Two alligators were discovered devouring a human body on the edge of the Everglades in South Florida.
Davie police officers responded Monday to a call from fishermen about alligators eating possible human remains on a canal bank in Southwest Ranches, about 15 miles from Fort Lauderdale, according to the Sun-Sentinel.
"We want to identify who the victim is and possibly figure out what happened to them, how did they end up here," police Sgt. Pablo Castaneda told reporters, according to the newspaper. "Could it be homicide? Could it be suicide?
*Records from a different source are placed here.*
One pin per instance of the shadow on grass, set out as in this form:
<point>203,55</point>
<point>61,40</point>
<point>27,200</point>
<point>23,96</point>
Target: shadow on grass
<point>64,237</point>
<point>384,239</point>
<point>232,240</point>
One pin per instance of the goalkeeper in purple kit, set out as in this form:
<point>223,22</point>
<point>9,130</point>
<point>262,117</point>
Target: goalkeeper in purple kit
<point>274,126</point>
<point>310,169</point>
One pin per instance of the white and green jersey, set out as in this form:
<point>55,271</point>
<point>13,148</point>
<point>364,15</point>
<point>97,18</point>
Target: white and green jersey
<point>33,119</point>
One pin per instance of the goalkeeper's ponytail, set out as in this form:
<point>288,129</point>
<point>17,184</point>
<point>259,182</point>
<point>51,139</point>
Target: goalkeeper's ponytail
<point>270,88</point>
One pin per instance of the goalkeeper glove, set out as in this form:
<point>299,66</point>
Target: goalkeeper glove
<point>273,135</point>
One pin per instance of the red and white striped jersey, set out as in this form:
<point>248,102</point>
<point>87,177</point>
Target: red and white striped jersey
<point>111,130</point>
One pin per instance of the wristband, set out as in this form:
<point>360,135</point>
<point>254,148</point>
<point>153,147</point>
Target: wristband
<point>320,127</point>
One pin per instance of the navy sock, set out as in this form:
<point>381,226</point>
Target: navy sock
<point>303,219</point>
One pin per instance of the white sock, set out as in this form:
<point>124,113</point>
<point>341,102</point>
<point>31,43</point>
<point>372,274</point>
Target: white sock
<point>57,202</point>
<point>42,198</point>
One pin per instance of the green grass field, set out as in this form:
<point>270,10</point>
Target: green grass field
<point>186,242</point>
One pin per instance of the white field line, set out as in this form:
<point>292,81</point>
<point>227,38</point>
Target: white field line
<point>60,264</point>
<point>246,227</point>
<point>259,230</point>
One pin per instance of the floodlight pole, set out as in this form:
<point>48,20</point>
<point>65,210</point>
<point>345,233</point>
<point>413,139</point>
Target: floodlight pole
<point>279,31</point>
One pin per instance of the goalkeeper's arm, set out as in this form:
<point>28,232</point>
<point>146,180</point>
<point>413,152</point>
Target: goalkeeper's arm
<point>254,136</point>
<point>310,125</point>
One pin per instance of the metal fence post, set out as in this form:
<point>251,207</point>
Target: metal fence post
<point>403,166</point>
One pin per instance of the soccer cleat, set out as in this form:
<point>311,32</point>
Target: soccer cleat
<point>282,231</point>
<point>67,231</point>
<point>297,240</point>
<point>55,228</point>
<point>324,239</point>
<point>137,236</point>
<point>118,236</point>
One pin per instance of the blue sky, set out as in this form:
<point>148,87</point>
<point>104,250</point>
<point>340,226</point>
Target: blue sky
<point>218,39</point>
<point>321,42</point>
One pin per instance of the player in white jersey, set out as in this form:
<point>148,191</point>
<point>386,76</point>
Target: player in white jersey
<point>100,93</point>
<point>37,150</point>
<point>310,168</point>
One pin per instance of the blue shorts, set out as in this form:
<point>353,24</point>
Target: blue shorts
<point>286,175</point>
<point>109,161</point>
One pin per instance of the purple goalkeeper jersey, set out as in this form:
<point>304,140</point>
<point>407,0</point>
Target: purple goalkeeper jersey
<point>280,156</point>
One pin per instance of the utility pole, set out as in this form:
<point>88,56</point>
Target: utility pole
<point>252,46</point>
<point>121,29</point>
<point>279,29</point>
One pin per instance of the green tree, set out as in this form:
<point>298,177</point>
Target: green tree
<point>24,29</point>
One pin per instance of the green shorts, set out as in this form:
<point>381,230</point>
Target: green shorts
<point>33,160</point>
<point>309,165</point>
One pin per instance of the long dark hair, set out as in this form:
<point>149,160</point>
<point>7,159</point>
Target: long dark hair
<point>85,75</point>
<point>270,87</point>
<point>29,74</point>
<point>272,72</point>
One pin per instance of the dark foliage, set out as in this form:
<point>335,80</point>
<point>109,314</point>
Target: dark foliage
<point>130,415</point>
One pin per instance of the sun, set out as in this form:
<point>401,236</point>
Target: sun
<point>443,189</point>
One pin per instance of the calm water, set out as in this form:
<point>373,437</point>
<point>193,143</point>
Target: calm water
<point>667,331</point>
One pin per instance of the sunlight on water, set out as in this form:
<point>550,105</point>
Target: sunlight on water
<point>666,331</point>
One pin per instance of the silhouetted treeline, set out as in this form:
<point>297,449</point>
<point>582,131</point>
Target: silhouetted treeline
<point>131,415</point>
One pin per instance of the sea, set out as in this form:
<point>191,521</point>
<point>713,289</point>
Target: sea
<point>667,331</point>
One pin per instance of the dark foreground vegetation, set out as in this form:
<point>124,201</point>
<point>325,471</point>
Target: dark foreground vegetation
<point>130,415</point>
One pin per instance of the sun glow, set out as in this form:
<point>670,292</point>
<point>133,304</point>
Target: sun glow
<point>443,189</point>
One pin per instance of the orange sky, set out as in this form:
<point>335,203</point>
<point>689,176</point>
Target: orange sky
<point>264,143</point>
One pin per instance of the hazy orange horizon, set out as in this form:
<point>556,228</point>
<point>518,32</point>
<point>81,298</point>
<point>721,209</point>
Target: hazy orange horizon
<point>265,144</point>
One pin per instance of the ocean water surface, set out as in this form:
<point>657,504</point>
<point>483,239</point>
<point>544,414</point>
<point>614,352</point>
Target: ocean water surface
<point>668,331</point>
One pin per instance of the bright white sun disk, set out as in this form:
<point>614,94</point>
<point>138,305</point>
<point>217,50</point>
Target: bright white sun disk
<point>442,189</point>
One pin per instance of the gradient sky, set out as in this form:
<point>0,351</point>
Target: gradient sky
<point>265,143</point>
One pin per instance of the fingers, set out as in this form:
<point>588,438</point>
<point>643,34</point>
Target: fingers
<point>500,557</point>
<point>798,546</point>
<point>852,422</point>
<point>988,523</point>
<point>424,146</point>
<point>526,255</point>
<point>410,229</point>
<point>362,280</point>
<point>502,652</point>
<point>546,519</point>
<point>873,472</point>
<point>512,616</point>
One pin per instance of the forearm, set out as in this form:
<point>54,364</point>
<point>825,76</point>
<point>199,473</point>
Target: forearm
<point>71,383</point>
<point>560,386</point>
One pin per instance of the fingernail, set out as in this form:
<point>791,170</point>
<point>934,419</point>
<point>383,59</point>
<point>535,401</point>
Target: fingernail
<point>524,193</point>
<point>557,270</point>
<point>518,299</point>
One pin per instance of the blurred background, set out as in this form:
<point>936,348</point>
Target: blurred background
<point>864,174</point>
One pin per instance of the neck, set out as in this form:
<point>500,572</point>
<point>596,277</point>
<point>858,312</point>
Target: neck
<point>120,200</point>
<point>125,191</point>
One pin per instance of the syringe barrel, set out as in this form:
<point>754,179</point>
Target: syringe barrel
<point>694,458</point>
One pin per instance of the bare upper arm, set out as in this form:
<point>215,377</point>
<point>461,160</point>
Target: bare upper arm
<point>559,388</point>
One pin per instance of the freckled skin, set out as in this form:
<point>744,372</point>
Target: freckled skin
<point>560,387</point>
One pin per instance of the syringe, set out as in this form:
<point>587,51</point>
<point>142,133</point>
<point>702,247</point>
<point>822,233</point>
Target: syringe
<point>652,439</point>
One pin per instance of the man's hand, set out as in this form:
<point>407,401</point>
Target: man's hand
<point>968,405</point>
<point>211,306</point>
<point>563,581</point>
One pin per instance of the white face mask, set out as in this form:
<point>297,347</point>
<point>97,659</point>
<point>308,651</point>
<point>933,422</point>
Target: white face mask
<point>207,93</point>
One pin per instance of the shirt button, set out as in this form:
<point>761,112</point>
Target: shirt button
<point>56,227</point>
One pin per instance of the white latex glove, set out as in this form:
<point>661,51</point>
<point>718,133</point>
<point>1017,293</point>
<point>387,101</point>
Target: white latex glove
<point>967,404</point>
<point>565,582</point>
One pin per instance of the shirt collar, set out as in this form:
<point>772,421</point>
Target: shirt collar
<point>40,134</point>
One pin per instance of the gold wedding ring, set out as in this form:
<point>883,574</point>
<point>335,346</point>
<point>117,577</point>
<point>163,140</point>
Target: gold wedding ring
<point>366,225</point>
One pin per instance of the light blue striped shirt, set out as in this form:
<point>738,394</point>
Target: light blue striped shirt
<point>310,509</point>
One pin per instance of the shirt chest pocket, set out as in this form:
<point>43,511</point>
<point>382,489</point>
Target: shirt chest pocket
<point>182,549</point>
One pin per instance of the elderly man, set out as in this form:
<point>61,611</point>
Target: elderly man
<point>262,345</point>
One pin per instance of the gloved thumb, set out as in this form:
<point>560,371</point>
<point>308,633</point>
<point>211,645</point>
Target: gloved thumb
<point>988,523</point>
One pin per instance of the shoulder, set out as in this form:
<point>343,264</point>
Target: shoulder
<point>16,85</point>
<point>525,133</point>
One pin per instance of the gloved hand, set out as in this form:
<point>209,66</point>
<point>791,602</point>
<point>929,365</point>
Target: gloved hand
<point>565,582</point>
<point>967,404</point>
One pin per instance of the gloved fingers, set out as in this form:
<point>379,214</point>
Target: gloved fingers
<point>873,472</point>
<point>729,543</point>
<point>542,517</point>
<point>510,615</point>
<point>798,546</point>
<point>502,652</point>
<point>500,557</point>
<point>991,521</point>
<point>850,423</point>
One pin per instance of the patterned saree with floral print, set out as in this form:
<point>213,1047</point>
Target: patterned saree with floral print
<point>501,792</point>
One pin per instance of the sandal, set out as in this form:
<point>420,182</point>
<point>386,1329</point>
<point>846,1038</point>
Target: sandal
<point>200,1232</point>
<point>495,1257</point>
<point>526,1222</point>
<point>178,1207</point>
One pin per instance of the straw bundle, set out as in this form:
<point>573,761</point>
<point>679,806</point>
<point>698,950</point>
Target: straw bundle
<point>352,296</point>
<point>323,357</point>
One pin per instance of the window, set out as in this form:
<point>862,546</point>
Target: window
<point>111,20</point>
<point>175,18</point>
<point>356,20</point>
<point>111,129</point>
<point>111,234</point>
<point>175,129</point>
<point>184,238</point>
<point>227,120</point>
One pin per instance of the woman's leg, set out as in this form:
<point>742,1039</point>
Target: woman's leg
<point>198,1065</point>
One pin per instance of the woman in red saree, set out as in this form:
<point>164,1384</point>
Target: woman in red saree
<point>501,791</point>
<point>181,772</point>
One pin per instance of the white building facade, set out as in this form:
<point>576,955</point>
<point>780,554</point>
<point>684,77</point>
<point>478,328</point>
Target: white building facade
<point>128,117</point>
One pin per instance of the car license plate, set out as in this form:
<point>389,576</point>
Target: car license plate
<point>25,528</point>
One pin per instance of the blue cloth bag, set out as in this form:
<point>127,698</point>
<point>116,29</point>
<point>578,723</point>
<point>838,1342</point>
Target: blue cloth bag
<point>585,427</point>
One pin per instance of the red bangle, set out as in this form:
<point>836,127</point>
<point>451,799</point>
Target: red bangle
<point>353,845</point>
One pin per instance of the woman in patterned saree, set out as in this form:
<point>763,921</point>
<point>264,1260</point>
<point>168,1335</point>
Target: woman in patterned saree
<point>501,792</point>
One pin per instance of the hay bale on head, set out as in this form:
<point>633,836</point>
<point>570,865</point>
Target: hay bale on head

Could it have been natural - a fisherman?
"We don't know."
When officers arrived, they saw the two alligators - a large one and a small one - and tried to scare them away.
The Miami Herald reported that trappers from the Florida Fish and Wildlife Conservation Commission were called to assist authorities so that divers could try to recover the body and any other evidence from the water.
"The body has been in the water for a while," police spokesman Dale Engle told the newspaper.
Castaneda told reporters that officers stood by armed with AR-15s "to make sure that our divers are safe once they're in the water," according to the Sun-Sentinel.
Carol Lyn Parrish, spokeswoman for the Florida Fish and Wildlife Conservation Commission, told the newspaper that the corpse was a man, though authorities were not able to determine much else, including age or race.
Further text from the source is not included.